From the above, in terms of the easiest way to produce the most targeted structure, using Schema expressions has a better numerical performance. However, in addition to Zod, there are other Schema expressions such as Yup / io-ts / joi, which have similar but slightly different descriptions, and there is a concern about whether they can be controlled as intended. Also, since they have less universality than TypeScript, care should be taken as there is a possibility that the descriptions may change in the future.

Conclusion

This article compares and contrasts the use of natural language, TypeScript, and Zod to control the output format of ChatGPT. Its main focus is on how well these methods allow ChatGPT to generate accurate data structures, and how well they can control ChatGPT's attention.

As a result, we found that using a programming language to specify the structure of the output is more accurate than using natural language. Specifically, the rate at which the output is successfully parsed and the schema matches our specified structure is higher for both TypeScript and Zod than for natural language, and there is no significant difference between the two.

However, we found that TypeScript was inferior to Zod and natural language when it came to constraining the number of items and the length of strings. This may be due to the fact that TypeScript's type expression makes it difficult to include constraints on count and length, making it harder to attract attention compared to the Schema specification.

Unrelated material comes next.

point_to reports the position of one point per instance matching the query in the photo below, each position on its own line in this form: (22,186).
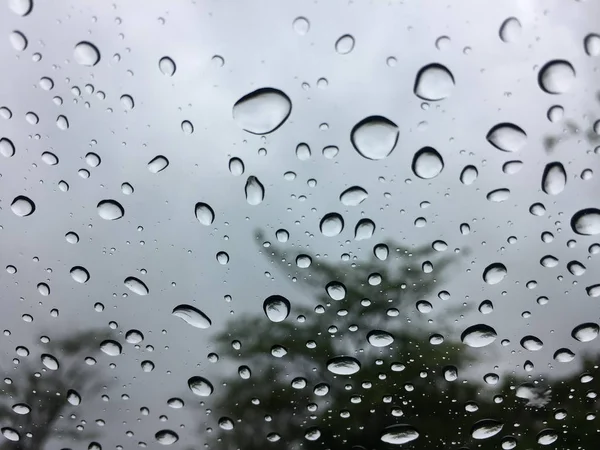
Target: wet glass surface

From this point of view, Schema expressions are appropriate in that they are the easiest to produce the targeted structure. However, Schema expressions have less universality than TypeScript, and the descriptions may change in the future, so care should be taken in this regard.

Based on the above, we believe that TypeScript type expressions are the most useful for specifying JSON output and controlling its structure. However, since TypeScript type expressions have slightly inferior constraints on count and length compared to Schema, it is recommended to further control these elements with plain-text instructions in prompts.